Se
Deus fosse impessoal, como ensinam as religiões orientais, o amor — algo que só
pode acontecer entre duas ou mais pessoas — seria uma ilusão. Podemos ir além e
afirmar que mesmo se Deus fosse apenas unipessoal, não haveria como o amor ter
surgido até Deus começar a criar outras coisas. Significaria que, em essência,
Deus seria mais poder do que amor. O amor não seria tão importante quanto o
poder.
A
doutrina cristã da Trindade, no entanto, ensina que existe um Deus em três
pessoas que se conhecem e amam umas às outras desde antes do alvorecer dos
tempos. Se Deus é triúno, então as palavras
e a linguagem são vistas sob nova luz. Em João 14 a 17 Jesus se refere à sua
vida no contexto da divindade antes de vir à terra, quando fala da “glória que
eu tinha com [o Pai] antes que o mundo existisse” (Jo 17.5) e das “palavras”

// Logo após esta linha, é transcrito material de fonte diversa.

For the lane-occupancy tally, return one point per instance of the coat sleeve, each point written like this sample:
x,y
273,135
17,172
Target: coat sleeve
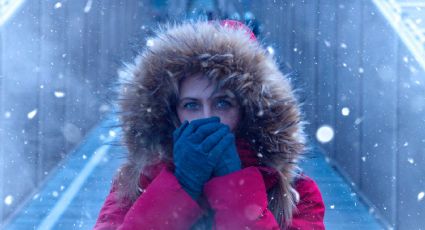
x,y
310,209
163,205
239,201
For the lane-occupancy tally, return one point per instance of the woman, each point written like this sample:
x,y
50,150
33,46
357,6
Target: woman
x,y
213,132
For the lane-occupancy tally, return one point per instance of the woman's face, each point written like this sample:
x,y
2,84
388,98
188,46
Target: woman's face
x,y
196,101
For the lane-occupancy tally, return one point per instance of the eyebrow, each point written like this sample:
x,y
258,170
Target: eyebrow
x,y
218,96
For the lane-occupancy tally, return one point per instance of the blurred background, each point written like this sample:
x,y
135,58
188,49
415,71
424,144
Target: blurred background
x,y
359,66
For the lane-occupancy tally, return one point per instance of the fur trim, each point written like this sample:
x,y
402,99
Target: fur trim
x,y
271,119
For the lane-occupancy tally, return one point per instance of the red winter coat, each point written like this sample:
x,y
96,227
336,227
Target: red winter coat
x,y
238,201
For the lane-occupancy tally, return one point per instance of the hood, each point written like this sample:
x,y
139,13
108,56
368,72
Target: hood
x,y
271,119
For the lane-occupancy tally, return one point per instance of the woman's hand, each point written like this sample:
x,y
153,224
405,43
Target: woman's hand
x,y
198,146
229,161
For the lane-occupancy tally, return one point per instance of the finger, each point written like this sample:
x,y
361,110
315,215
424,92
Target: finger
x,y
224,143
193,125
214,143
204,131
177,133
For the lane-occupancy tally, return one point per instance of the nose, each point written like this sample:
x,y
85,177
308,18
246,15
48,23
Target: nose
x,y
206,112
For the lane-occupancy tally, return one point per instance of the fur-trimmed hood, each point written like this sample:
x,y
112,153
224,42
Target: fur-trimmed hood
x,y
271,120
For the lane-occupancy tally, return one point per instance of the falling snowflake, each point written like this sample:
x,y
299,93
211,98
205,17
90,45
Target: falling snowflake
x,y
327,43
59,94
345,111
270,50
8,200
32,114
325,134
112,133
58,5
421,196
149,42
55,194
87,8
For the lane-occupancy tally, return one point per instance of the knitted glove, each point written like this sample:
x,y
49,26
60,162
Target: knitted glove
x,y
229,161
196,153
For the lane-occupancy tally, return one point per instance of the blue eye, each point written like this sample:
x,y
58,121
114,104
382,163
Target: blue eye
x,y
191,105
223,104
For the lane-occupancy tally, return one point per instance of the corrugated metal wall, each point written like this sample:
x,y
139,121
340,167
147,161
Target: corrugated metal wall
x,y
344,54
58,62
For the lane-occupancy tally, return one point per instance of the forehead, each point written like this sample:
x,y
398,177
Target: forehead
x,y
198,86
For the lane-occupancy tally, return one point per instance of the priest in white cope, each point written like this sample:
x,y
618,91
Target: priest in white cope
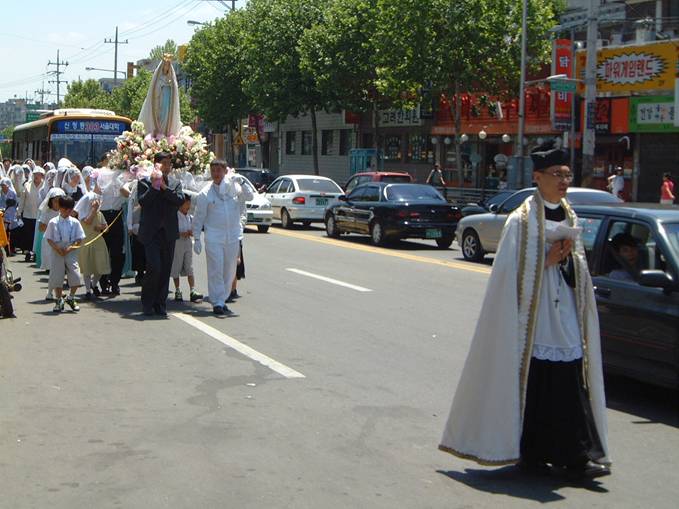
x,y
218,213
531,392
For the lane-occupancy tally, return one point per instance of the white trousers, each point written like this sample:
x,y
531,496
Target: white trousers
x,y
222,260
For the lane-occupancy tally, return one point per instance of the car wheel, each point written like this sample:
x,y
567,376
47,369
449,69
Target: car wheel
x,y
471,246
444,242
377,235
331,229
286,220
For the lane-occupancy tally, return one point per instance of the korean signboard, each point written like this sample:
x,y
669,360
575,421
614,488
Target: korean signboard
x,y
652,114
627,69
400,118
562,101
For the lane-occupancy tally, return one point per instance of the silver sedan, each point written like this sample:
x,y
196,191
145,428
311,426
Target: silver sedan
x,y
479,234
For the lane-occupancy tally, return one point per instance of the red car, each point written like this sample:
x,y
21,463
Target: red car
x,y
390,177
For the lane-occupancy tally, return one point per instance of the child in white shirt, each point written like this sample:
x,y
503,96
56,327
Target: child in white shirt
x,y
182,262
64,234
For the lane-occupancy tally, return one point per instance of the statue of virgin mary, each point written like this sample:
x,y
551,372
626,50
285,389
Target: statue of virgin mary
x,y
160,111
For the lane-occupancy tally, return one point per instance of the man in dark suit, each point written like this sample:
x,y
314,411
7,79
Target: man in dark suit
x,y
158,231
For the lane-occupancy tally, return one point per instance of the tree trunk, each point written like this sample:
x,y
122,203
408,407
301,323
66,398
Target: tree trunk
x,y
458,128
314,140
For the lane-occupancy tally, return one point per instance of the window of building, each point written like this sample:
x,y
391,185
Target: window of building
x,y
290,142
420,148
307,142
327,142
392,148
346,141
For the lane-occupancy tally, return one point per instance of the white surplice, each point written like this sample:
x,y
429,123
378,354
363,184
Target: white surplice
x,y
486,418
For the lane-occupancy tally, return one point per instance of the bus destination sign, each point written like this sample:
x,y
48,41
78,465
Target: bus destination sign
x,y
89,127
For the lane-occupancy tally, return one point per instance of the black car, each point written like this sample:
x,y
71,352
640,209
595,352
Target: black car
x,y
633,255
394,211
260,177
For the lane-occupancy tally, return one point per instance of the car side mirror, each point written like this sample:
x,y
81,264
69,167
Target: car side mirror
x,y
656,279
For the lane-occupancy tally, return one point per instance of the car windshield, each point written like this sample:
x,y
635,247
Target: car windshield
x,y
395,179
672,230
412,192
592,198
318,185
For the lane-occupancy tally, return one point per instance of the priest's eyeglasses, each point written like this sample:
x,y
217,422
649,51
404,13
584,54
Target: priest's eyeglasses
x,y
561,175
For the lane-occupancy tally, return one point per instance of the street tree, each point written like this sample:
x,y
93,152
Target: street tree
x,y
457,47
275,81
158,51
340,54
214,64
86,94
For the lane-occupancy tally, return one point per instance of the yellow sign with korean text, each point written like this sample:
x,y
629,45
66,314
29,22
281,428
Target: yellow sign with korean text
x,y
625,69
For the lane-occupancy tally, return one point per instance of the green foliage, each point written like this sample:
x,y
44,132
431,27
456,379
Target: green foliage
x,y
86,94
275,81
169,47
213,61
125,100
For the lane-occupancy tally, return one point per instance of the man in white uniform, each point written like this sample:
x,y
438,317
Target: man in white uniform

que recebera do Pai (Jo 17.8). Dentro da Trindade, desde a eternidade, existe
comunicação por meio de palavras – o Pai fala com o Filho, o Filho fala com o
Pai, e o Pai e o Filho falam com o Espírito. Em João 17, temos um vislumbre desse
falar na oração de Jesus a seu Pai. Trata-se de um discurso divino.
Muitos
filósofos afirmam que, por Deus ser um espírito puro, é inadequado dizer que
ele fala. Contudo, Jesus disse: “Céu e terra
passarão, mas as minhas palavras jamais passarão” (Mt 24.35). O filósofo
Nicholas Wolterstorff e outros negam a ideia de que Deus não possa falar e não
o faça. Wolterstorff aplica a teoria dos atos de fala de J. L. Austin, a qual
salienta que palavras também são atos. As palavras não apenas dizem coisas,
elas as realizam. Se Deus existe e tem poder para agir, não há motivo para que
não possa falar, pois palavras também são atos. Além disso, uma vez que a
divindade contém uma comunidade de pessoas, e como a linguagem é intrínseca ao
relacionamento entre pessoas, há todos os motivos para se esperar que Deus se
comunique por intermédio de palavras.
Assim,
a oração cristã não é um mergulho no abismo do desconhecido nem um estado de
hiperconsciência sem palavras. Esta última condição é criada não pelas palavras
em si, mas por sons. “As técnicas que preparam para [o estado de meditação com
mantras chamado samadhi] dão especial atenção a sons, visões ou atos
repetitivos. O pensamento analítico é hipnotizado a fim de privilegiar a
consciência intuitiva, um estado de relaxamento em que se suspende a
consciência de identidade individual da pessoa.” A oração cristã, por sua vez, é uma
comunhão com o Deus pessoal que nos torna amigos por meio do discurso. O padrão
bíblico envolve meditação nas palavras das Escrituras até respondermos a Deus
com nosso ser inteiro, dizendo: “Dá-me um coração íntegro, para que […] eu
possa louvá-lo, Senhor meu Deus, de todo o coração” (Sl 86.11,12).